È quella che unisce Leontino Diodato, 94 anni, e Virginia Di Lorito, 93, di San Giovanni Teatino. I due coniugi hanno festeggiato ieri il loro 70esimo anniversario di matrimonio, celebrato anche con una visita del sindaco Luciano Marinucci. Un record invidiabile che in pochi possono vantare. Sempre insieme, sotto lo stesso tetto in via Caldarelli, Leontino e Virginia possono contare sull’amore incondizionato dei tre figli Vincenzo, 69 anni, Anna Dea, 67, e Renato 59. Cinque volte nonni e tre volte bisnonni, rappresentano un esempio di forza, costanza e dedizione.
Nonostante gli acciacchi dell’età, il loro amore che resiste all’avanzare del tempo e alle fatiche della vita è la dimostrazione concreta di come sia possibile superare uniti ogni difficoltà. Il loro motto, come racconta la nipote Paola Pelusi, è: “La bellezz’ fin alla port e la bontà fin alla mort”. Un proverbio popolare che indica quanto per la longevità di un rapporto non sia importante la bellezza esteriore di una persona, ma piuttosto il suo carattere e la sua bontà d’animo in grado di sopravvivere fino alla morte. Leontino e Virginia, originari di San Giovanni Teatino lui e di Capagatti lei, si sono conosciuti intorno ai vent’anni, quando la famiglia Di Lorito va ad abitare a pochi metri dalla famiglia Diodato. Galeotte furono quelle serate a casa dei vicini di casa, quando i giovani si riunivano per «ballare e sgranare le marrocche». È stata in una di quelle feste che Leontino si è innamorato di Virginia e ha preso la decisione di lasciare la fidanzata di allora per chiederla in sposa.
«I miei nonni sono dei lavoratori infaticabili», racconta la nipote Paola, «il loro segreto probabilmente è quello di riuscire sempre ad aiutarsi e a spalleggiarsi in qualsiasi circostanza. Noi li chiamiamo Sandra e Raimondo, perché stanno sempre a beccarsi e stuzzicarsi in qualsiasi momento della giornata. Ma in maniera simpatica, infatti non ricordo mai di aver assistito a un litigio serio in nostra presenza”. I valori genuini di una volta si uniscono alla forza delle tradizioni familiari. «Nonno Leontino», prosegue Paola, «ha prima lavorato in campagna, poi è riuscito a farsi assumere come muratore. Ricordo che andava a lavoro in motorino perché non ha mai guidato.

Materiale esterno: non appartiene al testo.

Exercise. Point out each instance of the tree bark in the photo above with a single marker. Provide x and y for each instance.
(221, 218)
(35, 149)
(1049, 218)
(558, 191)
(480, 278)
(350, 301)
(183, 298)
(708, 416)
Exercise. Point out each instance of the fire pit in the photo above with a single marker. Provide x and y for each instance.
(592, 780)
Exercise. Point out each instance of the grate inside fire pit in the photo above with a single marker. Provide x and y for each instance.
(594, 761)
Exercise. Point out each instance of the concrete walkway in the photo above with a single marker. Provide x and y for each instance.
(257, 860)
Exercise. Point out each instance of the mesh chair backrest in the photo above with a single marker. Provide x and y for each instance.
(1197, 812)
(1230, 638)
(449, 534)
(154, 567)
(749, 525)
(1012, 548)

Nonna Virginia invece si è sempre divisa tra i campi e la cura della casa e della famiglia. Fino a quando ha avuto la forza, a tavola non è mai mancata la pasta fatta in casa, soprattutto sagne, gnocchi e ravioli. Per lei era impensabile andare a comprarla, mi diceva: Che ci vuole, basta un po’ d’acqua e di farina».
«La loro casa», rimarca la nipote, «è sempre stata aperta a chiunque ne avesse necessità. Tra gli aneddoti di famiglia ricordo un prestito di 50 mila lire che andava e veniva tra i vari parenti. Siamo una famiglia semplice, che vive del proprio lavoro, però ci siamo sempre fatti in quattro per aiutare chiunque avesse bisogno di quel poco per costruire o realizzare qualcosa. Ho vissuto con loro per tre anni. Quando i miei genitori sono andati in Germania per cercare lavoro, sono stati i nonni a insegnarmi a leggere e a scrivere. Mi hanno dato tanto, sono un esempio di amore e generosità». Nei momenti di lucidità, quando nonna Virginia sente la nipote lamentarsi delle difficoltà del matrimonio, non disdegna un rimbrotto: «Mi ripete sempre: Perché non lo sapevi a cosa andavi incontro?», sorride Paola Pelusi, «penso che il segreto sia tutto qui: sorreggersi e capirsi a vicenda».